Prent 11: De uitvinding van de windmolen, anoniem, Museum Plantin-Moretus (PK.OPB.0186.012)

De prent toont een aantal vierkante houten molens en enkele middeleeuwse stenen torenmolens. Mannen en vrouwen voeren zakken af en aan. Op de voorgrond zijn enkele maalstenen te zien. De molen links van het midden staat in korte rust, te zien aan de rechte stand van de zichtbare wieken. De linkse molen staat in lange rust, te zien aan de zichtbare schuine stand. De andere molens zijn in werking en staan met de wieken naar de wind.

De productie van olijfolie[bewerken | brontekst bewerken]

Prent 12: De uitvinding van de olijfpers, Jan Collaert II, Museum Plantin-Moretus (PK.OPB.0186.013)

Olijfolie dient als voedingsmiddel, maar ook als energieleverancier.

Op de achtergrond is het plukken zichtbaar.

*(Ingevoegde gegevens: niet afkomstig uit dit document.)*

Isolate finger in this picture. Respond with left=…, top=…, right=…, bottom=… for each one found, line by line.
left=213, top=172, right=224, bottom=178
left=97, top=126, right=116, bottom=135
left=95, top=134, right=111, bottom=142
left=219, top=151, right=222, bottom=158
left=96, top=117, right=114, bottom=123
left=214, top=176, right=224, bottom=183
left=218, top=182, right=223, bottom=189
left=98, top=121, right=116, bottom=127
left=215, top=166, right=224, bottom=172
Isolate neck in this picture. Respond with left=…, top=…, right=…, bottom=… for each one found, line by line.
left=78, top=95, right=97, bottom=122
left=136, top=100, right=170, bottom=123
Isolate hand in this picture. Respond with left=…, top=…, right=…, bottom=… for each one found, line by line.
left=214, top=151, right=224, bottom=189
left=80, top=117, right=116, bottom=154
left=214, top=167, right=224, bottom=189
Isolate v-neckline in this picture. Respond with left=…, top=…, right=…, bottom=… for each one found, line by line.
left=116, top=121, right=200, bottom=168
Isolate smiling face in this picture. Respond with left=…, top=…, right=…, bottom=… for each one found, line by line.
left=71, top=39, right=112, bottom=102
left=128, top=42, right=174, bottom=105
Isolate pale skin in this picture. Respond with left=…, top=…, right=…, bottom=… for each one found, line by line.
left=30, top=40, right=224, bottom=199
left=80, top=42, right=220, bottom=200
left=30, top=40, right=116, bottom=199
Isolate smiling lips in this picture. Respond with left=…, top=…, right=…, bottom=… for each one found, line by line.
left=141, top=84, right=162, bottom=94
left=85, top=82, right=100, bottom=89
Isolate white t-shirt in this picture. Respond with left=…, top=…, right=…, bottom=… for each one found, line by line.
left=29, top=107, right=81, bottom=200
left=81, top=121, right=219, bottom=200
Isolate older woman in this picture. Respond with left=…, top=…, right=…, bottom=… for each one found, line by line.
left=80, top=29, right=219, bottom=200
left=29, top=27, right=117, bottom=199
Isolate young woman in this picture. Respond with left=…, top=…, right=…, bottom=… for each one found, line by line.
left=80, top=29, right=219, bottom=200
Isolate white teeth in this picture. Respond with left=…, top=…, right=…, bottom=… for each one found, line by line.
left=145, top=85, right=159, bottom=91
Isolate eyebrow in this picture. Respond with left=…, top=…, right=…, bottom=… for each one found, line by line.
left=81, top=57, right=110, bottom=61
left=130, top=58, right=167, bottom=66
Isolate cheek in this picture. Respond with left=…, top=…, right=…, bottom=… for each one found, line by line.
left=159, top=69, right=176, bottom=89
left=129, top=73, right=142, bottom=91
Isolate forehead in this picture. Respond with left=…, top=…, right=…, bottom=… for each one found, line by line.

Links op de voorgrond zuiveren twee mannen de eerste pluk van onzuiverheden, waarna twee andere mannen de olijven pletten met behulp van een maalsteen die door een os getrokken wordt. Hieruit ontstaat een soort pasta.

Rechtsachter wordt deze pasta verder geperst zodat de laatste olie gewonnen kan worden. Door het schenken van water vergemakkelijkt het proces. De olie wordt door middel van decantatie gescheiden van water. Dit gebeurt door de man rechtsvoor.

De gevulde vaten met olijfolie worden door een ezel afgevoerd.

Ontdekking van rietsuiker[bewerken | brontekst bewerken]

Prent 13: De uitvinding van de suikerraffinaderij, anoniem, Museum Plantin-Moretus (PK.OPB.0186.014)

De productie van rietsuiker, het ‘witte goud’.

Rechtsachter geeft de prent een blik op de oogst van rietsuiker. Vooraan versnijden de mannen de rietstengels op een tafel. Links worden de stukken vermalen tot een pasta-achtige vorm door middel van een door een watermolen aangedreven machine.

Na de vermaling kookt men de pasta en schuimt men de onzuiverheden af. De overgebleven vloeistof giet men in mallen waarna deze drogen. De vloeistof kristalliseert tot rietsuikerkorrels. Uit de mallen komt een soort suikerbrood tevoorschijn.

Uitvinding van de olieverf[bewerken | brontekst bewerken]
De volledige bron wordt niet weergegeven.